France | France, Cour de cassation, Chambre civile 1, 10 décembre 2009, 08-21101


LA COUR DE CASSATION, PREMIÈRE CHAMBRE CIVILE, a rendu l'arrêt suivant :

Sur le moyen unique, pris en sa première branche :
Vu l'article 3 de la Convention européenne des droits de l'homme, ensemble l'article 552-1 du code de l'entrée et du séjour des étrangers et du droit d'asile ;
Attendu, selon l'ordonnance attaquée, rendue par le premier président d'une cour d'appel, et les pièces de la procédure, que M. et Mme X..., de nationalité sri lankaise, en situation irrégulière en France, qui avaient fait l'objet d'une obligation de quitter le territoire français, ont

été placés en rétention par un arrêté du préfet d'Ille-et-Vilaine ; qu'ils...
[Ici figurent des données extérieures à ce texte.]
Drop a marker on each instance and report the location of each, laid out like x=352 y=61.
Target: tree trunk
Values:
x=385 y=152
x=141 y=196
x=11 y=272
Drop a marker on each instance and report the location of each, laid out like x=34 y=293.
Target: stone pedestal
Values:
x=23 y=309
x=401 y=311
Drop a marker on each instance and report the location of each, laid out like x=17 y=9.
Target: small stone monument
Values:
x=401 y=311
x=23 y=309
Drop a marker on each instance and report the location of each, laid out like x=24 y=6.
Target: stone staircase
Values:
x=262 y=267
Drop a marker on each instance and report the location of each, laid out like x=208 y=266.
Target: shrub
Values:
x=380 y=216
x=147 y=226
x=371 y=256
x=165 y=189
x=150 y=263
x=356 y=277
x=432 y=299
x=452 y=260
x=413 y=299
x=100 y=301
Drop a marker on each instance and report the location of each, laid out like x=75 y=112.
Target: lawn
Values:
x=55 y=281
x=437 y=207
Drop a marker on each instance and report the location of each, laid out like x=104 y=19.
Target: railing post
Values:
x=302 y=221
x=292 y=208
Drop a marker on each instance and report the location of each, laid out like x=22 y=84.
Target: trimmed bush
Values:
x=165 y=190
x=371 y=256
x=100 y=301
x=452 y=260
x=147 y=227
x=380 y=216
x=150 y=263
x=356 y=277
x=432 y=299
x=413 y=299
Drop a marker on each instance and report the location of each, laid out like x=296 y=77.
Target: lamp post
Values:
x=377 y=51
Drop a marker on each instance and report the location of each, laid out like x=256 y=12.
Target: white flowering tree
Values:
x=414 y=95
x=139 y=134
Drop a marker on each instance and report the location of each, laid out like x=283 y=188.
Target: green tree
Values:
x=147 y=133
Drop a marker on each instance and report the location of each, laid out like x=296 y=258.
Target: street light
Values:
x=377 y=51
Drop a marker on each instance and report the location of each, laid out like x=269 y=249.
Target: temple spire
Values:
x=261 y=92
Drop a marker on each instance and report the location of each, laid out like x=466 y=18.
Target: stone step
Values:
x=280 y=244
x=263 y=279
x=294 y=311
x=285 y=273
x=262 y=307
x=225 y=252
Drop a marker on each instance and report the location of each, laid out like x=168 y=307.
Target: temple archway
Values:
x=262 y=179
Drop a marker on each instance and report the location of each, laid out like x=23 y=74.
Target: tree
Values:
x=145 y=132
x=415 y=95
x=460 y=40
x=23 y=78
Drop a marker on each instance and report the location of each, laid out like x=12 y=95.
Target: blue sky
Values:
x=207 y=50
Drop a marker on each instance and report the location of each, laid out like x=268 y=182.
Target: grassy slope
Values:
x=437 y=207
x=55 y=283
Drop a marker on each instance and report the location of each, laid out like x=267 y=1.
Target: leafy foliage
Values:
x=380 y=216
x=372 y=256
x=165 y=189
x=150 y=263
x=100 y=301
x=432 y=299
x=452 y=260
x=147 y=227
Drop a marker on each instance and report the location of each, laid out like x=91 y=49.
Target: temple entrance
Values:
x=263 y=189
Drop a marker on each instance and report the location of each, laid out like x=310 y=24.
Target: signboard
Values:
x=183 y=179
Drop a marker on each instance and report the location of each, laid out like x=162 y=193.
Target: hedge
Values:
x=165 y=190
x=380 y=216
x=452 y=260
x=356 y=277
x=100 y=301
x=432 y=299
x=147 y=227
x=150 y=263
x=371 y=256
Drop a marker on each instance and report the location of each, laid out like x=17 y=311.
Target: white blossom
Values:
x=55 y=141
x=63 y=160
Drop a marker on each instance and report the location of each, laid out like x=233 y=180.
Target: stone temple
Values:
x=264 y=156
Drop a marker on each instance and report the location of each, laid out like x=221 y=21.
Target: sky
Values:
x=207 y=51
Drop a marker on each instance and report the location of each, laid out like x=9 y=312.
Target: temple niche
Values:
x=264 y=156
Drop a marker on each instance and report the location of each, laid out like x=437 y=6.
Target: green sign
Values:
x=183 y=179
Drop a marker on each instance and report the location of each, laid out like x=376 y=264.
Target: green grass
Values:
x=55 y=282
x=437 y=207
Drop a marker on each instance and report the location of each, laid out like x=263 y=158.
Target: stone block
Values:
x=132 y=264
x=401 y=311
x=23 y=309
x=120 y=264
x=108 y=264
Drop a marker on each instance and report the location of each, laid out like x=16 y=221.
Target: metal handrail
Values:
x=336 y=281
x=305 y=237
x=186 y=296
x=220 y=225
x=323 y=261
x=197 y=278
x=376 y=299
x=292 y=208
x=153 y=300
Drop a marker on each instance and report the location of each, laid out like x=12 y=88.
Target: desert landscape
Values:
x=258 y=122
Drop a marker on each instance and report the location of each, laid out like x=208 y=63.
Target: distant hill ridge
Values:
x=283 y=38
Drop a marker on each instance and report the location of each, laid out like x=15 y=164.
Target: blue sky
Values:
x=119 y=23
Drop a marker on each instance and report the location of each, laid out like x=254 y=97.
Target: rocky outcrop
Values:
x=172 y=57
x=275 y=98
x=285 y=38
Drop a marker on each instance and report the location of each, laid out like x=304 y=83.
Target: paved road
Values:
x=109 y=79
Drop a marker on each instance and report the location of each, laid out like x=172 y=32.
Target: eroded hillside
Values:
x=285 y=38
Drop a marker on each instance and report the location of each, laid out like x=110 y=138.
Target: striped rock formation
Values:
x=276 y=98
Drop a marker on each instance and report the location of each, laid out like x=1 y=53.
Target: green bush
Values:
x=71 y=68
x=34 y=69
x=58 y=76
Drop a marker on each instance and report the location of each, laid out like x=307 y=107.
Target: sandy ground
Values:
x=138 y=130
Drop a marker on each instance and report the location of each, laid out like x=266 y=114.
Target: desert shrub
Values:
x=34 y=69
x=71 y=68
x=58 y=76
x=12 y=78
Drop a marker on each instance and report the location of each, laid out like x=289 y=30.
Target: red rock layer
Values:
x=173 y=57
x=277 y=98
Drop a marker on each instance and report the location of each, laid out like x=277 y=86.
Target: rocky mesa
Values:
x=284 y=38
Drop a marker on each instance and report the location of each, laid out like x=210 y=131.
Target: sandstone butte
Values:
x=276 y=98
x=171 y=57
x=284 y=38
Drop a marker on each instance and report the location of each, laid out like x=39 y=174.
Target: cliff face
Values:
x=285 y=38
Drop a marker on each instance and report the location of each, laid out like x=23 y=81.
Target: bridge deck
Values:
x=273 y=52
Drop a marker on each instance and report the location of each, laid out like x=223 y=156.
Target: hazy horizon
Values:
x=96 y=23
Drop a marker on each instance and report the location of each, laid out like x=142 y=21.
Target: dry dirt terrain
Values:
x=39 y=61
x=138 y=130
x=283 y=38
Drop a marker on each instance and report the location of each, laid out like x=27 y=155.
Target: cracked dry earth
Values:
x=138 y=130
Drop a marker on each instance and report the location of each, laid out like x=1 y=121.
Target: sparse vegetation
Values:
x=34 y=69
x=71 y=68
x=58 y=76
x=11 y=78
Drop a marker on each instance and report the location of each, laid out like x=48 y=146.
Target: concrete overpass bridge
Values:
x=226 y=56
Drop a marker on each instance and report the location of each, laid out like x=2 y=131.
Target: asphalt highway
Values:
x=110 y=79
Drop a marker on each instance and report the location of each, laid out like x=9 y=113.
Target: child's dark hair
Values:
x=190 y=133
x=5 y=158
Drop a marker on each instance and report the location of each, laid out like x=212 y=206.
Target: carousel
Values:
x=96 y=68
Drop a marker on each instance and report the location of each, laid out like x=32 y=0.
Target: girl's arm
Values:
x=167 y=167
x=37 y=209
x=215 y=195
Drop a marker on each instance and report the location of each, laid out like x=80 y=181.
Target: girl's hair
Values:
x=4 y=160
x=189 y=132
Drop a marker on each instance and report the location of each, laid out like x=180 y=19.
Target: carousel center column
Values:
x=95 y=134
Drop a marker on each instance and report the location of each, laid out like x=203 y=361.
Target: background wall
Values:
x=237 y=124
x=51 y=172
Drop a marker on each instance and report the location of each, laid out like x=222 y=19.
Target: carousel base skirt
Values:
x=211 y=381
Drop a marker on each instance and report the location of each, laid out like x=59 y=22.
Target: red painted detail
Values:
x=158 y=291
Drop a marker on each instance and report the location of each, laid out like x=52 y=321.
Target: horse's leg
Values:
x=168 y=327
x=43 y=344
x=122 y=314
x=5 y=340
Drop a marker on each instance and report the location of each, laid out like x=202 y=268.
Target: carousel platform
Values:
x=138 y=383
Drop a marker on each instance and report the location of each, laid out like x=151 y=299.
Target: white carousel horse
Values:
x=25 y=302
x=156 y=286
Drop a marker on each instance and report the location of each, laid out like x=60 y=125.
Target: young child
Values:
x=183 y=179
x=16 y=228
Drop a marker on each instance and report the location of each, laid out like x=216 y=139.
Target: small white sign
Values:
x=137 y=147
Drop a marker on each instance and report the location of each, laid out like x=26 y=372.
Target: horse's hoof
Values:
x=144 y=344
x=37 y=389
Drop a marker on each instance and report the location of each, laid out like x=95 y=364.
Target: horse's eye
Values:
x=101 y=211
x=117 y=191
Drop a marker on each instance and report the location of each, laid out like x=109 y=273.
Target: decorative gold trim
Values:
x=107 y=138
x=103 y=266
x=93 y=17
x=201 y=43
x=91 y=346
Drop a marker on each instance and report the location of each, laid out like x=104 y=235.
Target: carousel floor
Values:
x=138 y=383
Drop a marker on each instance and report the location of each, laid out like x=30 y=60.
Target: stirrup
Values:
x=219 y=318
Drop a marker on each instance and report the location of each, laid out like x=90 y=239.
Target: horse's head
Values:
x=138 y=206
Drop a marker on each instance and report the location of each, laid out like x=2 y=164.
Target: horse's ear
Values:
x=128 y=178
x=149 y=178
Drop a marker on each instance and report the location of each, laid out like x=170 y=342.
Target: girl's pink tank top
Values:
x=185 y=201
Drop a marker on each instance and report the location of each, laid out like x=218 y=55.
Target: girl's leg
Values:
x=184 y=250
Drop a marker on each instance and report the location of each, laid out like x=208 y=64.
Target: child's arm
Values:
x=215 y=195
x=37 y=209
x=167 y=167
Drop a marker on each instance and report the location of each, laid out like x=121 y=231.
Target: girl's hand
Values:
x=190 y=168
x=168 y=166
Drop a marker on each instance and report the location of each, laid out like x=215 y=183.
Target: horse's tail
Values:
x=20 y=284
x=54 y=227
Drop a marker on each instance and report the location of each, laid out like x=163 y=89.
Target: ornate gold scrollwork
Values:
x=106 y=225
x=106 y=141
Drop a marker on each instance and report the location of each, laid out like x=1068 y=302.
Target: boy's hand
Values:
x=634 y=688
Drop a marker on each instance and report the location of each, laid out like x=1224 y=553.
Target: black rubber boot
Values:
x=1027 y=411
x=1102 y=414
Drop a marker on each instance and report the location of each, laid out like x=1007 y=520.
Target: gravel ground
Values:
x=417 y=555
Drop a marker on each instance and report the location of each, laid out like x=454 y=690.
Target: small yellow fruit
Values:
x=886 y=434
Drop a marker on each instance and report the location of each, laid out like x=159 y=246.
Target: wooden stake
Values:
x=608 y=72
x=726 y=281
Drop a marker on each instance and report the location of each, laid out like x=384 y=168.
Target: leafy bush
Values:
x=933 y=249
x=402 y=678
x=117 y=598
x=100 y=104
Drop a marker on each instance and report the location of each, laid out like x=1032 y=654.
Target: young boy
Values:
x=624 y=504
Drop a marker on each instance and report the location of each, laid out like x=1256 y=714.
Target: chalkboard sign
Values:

LA COUR DE CASSATION, PREMIÈRE CHAMBRE CIVILE, a rendu l'arrêt suivant :

Sur le moyen unique, pris en sa première branche :
Vu l'article 3 de la Convention européenne des droits de l'homme, ensemble l'article 552-1 du code de l'entrée et du séjour des étrangers et du droit d'asile ;
Attendu, selon l'ordonnance attaquée, rendue par le premier président d'une cour d'appel, et les pièces de la procédure, que M. et Mme X..., de nationalité sri lankaise, en situation irrégulière en France, qui avaient fait l'objet d'une obligation de quitter le territoire français, ont été placés en rétention par un arrêté du préfet d'Ille-et-Vilaine ; qu'ils étaient accompagnés de leur enfant âgé d'un an ; qu'un juge des libertés et de la détention a prolongé la rétention ;
Attendu que, pour infirmer cette décision, l'ordonnance retient que même si le centre de rétention disposait d'un espace réservé à l'accueil des familles, le fait de maintenir dans un tel lieu une jeune mère de famille, son mari et leur bébé d'un an, constitue un traitement inhumain au sens de la Convention européenne des droits de l'homme en raison, d'une part, des conditions de vie anormales imposées à cet enfant, d'autre part, de la grande souffrance, morale et psychique, infligée à la mère et au père par cet enfermement, souffrance dépassant par sa nature son importance et sa durée le seuil de gravité requis par le texte et manifestement disproportionnée avec le but poursuivi, c'est-à-dire la reconduite à la frontière ;
Qu'en statuant ainsi, par des motifs impropres à caractériser, en l'espèce, un traitement inhumain ou dégradant, le premier président a violé le texte susvisé ;
Vu l'article L. 411-3 du code de l'organisation judiciaire ;
Et attendu que les délais légaux de rétention étant expirés, il ne reste plus rien à juger ;
PAR CES MOTIFS, et sans qu'il y ait lieu de statuer sur la seconde branche du moyen :
CASSE ET ANNULE, dans toutes ses dispositions, l'ordonnance rendue le 29 septembre 2008, entre les parties, par le premier président de la cour d'appel de Rennes ;
DIT n'y avoir lieu à renvoi ;
Vu l'article 700 du code de procédure civile et les articles 37 et 75 de la loi du 10 juillet 1991, rejette la demande de la SCP Le Bret-Desaché ;
Dit que sur les diligences du procureur général près la Cour de cassation, le présent arrêt sera transmis pour être transcrit en marge ou à la suite de l'ordonnance cassée ;
Ainsi fait et jugé par la Cour de cassation, première chambre civile, et prononcé par le président en son audience publique du dix décembre deux mille neuf.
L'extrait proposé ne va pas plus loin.